Two days after we buried him, the house was so quiet. We were grieving in our own ways. For almost two weeks, I would catch myself crying before I sleep at night or after I woke up in the morning. Any scene on TV or movies I was watching that includes father, I cried. Yes, he may be annoying more often than not. Yet, I could not deny the fact that I miss his presence. Yes, I had wished him to be gone but not this way. Deep down inside, I believed what my friend told me, that I love my father. Sadly, he won’t see me graduating and getting my Ph.D.

The home quarantine and COVID-19 fear could be factors too for what happened. But this and all other questions I have in mind does not matter. This loss amid crisis and uncertainty, I have chosen to hold on to my faith. Trusting God more than ever is all I could ever do. Acknowledging these feelings of bewilderment and melancholy while crying out to Him my grief and sorrow are the only way to respond. Only God knows when will I ever get used to this new normal. Losing a loved one or loved ones perhaps is normal and it could have been easier to accept if he died naturally. Irrespective, dealing with a loss will never get any easier. Nevertheless, moving forward from that harrowing Holy week while allowing God to carry me through is the best way I know how to go on and continue to live.

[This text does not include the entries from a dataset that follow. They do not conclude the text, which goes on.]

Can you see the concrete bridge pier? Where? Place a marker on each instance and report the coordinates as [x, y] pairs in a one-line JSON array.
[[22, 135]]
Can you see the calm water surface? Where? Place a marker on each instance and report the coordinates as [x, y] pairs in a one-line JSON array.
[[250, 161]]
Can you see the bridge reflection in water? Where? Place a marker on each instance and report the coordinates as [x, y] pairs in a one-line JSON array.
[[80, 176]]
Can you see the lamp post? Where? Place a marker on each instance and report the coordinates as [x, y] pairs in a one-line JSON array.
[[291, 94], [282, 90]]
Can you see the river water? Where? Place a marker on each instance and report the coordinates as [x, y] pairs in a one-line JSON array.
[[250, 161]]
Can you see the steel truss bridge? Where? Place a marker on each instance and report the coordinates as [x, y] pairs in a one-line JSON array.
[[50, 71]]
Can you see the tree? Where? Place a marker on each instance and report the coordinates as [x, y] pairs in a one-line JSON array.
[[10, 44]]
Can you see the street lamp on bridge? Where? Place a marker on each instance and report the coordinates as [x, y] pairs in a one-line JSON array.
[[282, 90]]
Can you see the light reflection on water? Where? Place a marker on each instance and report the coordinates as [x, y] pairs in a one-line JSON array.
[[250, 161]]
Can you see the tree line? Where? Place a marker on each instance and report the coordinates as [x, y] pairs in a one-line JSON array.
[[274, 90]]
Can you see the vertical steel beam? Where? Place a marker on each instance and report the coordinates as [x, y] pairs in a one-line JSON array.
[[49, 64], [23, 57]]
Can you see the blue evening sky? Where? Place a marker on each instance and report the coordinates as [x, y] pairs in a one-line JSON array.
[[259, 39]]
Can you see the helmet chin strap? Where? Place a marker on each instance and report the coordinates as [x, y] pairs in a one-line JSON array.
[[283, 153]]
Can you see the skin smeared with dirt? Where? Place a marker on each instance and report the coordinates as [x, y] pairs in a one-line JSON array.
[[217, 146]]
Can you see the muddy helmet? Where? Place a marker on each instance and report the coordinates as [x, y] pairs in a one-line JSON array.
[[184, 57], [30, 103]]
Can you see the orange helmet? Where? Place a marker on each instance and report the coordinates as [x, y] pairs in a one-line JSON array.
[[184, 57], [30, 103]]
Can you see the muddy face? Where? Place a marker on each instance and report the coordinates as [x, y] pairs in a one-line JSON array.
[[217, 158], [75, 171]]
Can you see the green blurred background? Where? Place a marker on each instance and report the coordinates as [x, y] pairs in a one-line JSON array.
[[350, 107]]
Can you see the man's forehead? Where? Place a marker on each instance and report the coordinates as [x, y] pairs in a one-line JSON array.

My father had lived for 70 years. He could have lived longer for he was healthy. Sometimes I still wonder. What if I get up even for a few seconds earlier, could I have stopped him? Depression, left unnoticed or downplayed, kills. Truly, the complexities of life can never be fully grasped. Truly, life is too short. Truly, the more reason to trust God. And truly, the more we should live for Jesus no matter what. Yes, I am convincing myself to move forward from this tragedy as a better child of God.